Na nieszczęście drużyny Lamberta składa się również fakt, że rywale, których będą gościć w sobotnie popołudnie, znajdują się obecnie w wyśmienitej formie. Arsenal, podbudowany ostatnim zwycięstwem 5-2 w derbowym meczu z Tottenhamem oraz pewny awansu do kolejnej fazy rozgrywek Ligi Mistrzów jest zdecydowanym faworytem czekającego nas spotkania. Kanonierzy poza tym przyjeżdżając na Villa Park, czują się tu jak ryby w wodzie. W ostatnich trzynastu meczach na tym stadionie podopieczni Wengera pozostawali niepokonani, wygrywając aż 7 razy. Wydaje się, że seria ta zostanie podtrzymana a znajdujący się w wyśmienitej dyspozycji Olivier Giroud czy Santi Cazorla będą mieli dobrą okazję do poprawienia w tym pojedynku indywidualnych statystyk. Przestrzegać jednak należy przed nadmiernym optymizmem i zbytnią pewnością siebie, rzadko się zdarza, by jakakolwiek drużyna zagrała dwa razy z rzędu tak źle jak Aston Villa we wspomnianym już meczu z mistrzami Anglii. W dodatku każdy fan The Gunners powinien mieć w pamięci wydarzenia z 29 stycznia bieżącego roku, gdy po pierwszej połowie meczu pomiędzy tymi zespołami na Emirates Stadium w ramach czwartej rundy FA Cup, Arsenal schodził do szatni z wynikiem 0-2.

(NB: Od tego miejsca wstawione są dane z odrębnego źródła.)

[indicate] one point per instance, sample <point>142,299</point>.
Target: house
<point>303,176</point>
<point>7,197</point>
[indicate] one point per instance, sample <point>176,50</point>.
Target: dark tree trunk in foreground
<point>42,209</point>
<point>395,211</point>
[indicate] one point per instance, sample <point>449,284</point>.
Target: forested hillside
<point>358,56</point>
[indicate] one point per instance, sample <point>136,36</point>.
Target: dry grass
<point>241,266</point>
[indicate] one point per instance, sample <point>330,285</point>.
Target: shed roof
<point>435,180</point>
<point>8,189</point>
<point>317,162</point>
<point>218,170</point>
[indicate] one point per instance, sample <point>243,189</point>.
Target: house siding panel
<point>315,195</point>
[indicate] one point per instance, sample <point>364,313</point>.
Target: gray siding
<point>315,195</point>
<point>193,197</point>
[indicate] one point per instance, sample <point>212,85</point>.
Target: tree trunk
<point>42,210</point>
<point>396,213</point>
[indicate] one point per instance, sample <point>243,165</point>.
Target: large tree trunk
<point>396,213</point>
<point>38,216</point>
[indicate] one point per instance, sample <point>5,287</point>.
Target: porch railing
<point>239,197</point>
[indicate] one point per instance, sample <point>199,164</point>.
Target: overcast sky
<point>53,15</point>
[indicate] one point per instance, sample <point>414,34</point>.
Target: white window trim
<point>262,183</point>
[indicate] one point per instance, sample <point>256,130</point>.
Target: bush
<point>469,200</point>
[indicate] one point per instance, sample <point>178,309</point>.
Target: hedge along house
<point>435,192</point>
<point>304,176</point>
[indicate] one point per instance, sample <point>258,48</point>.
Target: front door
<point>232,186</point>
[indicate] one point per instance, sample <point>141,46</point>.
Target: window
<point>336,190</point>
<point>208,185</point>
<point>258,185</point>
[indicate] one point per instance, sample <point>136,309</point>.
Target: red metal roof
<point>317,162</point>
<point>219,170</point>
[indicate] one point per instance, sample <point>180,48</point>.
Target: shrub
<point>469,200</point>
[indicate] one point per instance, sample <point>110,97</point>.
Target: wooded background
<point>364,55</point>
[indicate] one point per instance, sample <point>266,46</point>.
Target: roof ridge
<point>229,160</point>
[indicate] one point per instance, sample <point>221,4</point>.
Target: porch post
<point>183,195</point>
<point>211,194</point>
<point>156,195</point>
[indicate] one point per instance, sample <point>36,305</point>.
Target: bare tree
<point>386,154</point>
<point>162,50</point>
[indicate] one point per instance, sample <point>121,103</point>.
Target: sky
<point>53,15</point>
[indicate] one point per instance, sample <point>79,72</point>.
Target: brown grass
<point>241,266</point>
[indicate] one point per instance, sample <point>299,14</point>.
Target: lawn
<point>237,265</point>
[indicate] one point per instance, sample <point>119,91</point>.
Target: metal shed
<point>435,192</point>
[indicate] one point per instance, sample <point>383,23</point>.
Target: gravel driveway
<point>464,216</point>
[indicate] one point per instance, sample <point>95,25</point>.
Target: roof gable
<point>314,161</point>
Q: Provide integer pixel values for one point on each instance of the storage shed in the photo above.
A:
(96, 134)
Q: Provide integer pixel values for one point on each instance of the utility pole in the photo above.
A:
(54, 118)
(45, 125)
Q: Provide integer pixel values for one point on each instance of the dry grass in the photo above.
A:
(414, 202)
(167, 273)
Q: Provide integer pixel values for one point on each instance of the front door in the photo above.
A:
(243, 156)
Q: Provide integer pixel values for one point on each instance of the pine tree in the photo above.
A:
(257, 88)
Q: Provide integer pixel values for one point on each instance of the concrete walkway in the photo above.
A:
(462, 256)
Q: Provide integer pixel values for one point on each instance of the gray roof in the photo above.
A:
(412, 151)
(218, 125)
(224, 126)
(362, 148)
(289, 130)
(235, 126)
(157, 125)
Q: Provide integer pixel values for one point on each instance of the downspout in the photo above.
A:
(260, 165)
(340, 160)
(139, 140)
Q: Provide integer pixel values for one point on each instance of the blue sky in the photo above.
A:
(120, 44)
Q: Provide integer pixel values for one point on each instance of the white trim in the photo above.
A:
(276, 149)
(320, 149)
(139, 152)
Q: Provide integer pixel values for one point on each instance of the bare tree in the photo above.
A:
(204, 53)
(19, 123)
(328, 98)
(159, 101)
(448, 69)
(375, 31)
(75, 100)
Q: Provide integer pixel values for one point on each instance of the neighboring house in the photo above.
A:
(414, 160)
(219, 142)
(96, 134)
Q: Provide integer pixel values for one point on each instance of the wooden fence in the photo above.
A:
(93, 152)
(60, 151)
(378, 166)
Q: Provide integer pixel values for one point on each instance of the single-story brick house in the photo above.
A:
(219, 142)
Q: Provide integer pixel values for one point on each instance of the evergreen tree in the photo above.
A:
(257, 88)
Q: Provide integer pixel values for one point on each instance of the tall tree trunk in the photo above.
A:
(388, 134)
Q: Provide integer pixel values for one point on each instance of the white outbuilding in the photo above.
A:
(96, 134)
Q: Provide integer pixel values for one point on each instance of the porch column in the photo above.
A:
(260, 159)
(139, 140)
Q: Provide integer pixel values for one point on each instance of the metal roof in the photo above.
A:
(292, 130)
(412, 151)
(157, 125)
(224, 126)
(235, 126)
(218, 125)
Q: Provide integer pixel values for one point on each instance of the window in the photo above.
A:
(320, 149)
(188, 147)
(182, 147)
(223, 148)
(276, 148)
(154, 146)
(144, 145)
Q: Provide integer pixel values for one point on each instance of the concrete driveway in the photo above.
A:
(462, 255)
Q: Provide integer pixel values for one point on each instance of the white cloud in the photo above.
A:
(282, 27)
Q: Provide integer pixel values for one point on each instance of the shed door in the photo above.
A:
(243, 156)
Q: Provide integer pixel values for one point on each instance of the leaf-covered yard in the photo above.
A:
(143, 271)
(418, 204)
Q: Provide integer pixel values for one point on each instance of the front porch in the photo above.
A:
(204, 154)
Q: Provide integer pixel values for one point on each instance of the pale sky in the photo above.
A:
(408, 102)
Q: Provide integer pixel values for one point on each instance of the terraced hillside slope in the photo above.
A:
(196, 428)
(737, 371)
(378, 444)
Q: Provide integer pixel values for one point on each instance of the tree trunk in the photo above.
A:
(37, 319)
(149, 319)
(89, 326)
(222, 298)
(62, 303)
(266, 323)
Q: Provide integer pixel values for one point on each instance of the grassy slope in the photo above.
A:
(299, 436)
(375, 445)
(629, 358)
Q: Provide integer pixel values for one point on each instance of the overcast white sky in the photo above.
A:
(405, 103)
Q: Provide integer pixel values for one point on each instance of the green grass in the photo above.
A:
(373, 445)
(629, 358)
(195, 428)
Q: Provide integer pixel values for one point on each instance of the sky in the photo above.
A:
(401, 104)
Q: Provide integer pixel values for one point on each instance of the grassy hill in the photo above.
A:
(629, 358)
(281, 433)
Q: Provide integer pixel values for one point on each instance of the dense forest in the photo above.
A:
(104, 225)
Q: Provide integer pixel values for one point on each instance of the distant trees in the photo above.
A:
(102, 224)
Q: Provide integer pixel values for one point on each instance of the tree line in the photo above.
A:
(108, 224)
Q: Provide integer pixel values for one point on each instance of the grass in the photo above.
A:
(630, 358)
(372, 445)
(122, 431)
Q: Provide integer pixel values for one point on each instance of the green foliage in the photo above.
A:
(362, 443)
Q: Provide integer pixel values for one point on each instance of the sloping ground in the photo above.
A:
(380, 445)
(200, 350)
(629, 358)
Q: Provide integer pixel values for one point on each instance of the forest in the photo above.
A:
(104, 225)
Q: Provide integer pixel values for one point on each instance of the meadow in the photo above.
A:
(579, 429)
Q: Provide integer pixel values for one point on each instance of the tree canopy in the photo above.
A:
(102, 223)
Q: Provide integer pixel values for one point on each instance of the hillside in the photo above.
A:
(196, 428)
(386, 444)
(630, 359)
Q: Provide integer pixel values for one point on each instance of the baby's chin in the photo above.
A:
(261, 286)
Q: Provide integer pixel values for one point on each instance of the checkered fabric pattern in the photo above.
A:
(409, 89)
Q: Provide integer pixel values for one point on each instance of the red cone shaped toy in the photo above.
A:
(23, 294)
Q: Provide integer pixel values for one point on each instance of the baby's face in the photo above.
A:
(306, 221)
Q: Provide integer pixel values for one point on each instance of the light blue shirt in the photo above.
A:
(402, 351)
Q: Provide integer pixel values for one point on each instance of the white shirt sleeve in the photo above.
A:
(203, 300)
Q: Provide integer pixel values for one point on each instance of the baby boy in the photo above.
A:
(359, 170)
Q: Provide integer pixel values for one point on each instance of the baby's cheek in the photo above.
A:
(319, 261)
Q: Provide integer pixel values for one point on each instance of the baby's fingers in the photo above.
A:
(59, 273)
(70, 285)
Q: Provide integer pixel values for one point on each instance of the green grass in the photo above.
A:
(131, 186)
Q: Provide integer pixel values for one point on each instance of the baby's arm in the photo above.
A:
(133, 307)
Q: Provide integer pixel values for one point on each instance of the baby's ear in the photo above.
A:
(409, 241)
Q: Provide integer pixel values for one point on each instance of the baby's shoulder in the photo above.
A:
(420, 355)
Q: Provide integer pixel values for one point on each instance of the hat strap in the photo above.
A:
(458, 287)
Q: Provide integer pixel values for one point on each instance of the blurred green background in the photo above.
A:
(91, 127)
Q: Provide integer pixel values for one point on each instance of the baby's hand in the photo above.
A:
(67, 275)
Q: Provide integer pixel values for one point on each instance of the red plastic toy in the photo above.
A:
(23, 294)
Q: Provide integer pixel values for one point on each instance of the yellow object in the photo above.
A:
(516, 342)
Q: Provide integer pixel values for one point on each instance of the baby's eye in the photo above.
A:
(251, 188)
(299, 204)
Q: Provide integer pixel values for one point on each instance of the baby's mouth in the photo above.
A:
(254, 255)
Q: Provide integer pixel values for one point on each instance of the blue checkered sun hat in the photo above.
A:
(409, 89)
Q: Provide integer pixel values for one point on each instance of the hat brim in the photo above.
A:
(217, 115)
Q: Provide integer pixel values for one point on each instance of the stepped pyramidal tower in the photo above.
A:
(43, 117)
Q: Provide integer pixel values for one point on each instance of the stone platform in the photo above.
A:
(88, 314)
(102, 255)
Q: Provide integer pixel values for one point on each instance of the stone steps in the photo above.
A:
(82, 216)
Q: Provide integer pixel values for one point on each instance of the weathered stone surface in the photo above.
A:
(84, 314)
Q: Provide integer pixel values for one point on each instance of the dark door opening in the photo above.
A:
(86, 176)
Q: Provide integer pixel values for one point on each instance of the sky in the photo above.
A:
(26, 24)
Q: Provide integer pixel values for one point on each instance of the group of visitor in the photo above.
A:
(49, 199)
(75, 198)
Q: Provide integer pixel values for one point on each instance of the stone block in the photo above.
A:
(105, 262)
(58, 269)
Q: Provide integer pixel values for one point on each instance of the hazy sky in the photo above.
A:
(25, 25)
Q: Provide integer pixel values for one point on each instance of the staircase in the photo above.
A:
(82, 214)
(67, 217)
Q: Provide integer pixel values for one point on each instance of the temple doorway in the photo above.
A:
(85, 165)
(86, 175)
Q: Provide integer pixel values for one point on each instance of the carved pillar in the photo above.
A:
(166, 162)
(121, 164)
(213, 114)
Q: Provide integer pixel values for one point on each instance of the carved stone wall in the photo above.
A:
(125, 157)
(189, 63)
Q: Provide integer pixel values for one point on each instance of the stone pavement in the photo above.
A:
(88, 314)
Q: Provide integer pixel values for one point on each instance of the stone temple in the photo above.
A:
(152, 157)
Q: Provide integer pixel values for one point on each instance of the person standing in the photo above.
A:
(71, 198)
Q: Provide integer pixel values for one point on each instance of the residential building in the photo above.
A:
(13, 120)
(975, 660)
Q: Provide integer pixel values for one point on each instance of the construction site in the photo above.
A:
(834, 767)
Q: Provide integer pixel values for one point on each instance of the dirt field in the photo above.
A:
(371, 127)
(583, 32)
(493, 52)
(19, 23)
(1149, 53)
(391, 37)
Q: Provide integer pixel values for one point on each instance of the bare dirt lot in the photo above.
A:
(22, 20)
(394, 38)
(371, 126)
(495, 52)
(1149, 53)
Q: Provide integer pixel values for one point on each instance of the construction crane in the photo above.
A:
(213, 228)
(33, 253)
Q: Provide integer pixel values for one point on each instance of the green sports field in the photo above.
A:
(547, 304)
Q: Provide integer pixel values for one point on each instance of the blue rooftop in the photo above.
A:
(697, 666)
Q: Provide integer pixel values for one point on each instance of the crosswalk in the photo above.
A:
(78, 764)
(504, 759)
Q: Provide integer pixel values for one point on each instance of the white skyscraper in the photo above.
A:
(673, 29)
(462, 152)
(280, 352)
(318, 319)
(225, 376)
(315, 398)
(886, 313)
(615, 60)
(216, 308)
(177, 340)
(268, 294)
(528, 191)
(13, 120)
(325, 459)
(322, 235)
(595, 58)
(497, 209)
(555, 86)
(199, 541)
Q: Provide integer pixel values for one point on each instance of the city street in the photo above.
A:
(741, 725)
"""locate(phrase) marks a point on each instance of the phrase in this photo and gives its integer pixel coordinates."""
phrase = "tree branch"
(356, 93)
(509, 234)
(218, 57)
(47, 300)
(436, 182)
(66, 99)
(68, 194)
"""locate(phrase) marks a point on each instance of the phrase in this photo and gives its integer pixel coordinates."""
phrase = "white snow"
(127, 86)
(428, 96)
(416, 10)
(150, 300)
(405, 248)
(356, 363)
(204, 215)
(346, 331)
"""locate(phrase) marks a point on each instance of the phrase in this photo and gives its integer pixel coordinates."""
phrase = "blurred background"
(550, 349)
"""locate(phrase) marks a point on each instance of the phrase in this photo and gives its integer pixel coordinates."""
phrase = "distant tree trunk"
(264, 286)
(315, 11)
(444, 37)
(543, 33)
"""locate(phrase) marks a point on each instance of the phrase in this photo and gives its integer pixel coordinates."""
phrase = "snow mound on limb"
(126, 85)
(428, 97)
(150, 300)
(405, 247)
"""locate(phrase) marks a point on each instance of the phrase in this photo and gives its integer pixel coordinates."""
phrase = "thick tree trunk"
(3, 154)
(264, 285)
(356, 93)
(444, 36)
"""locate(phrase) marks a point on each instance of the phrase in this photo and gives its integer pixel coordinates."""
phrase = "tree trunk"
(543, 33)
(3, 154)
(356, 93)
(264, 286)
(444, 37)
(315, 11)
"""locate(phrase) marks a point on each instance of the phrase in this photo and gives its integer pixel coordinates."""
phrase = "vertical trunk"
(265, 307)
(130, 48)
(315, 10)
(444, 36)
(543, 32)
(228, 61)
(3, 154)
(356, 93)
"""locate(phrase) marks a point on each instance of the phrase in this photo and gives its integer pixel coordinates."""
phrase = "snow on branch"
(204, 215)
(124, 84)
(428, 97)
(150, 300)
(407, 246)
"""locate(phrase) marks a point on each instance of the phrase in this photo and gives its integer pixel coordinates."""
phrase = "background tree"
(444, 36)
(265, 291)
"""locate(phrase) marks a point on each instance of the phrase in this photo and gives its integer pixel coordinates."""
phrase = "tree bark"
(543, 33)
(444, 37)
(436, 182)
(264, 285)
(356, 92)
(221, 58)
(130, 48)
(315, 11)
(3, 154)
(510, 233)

Tym razem jednak na boisku nie będzie żadnego ze strzelców gola dla The Villans w tamtym dreszczowcu: Darren Bent, prawdziwy kat przybyszów z Londynu, który w ostatnich ośmiu wzajemnych konfrontacjach strzelił dla Villi 6 bramek leczy kontuzję, a Richard Dunne, co prawda wrócił już do lekkich treningów, jednak jest jeszcze dla niego zbyt wcześnie by mógł zagrać w tym meczu. Lambert będzie musiał także poradzić sobie bez Charlesa N’Zogbii, Chrisa Herda i Joego Benetta.
Arsene Wenger tymczasem nie będzie mógł skorzystać z usług kontuzjowanego Theo Walcotta oraz Andre Santosa. Ponadto wciąż rehabilitację przechodzą Tomas Rosicky i Abou Diaby oraz Łukasz Fabiański. Cieszy natomiast powrót do składu na mecz z Montpellier Kierana Gibbsa oraz Gervinho. Być może ten drugi zaliczy w sobotę swój 50. w barwach Arsenalu występ.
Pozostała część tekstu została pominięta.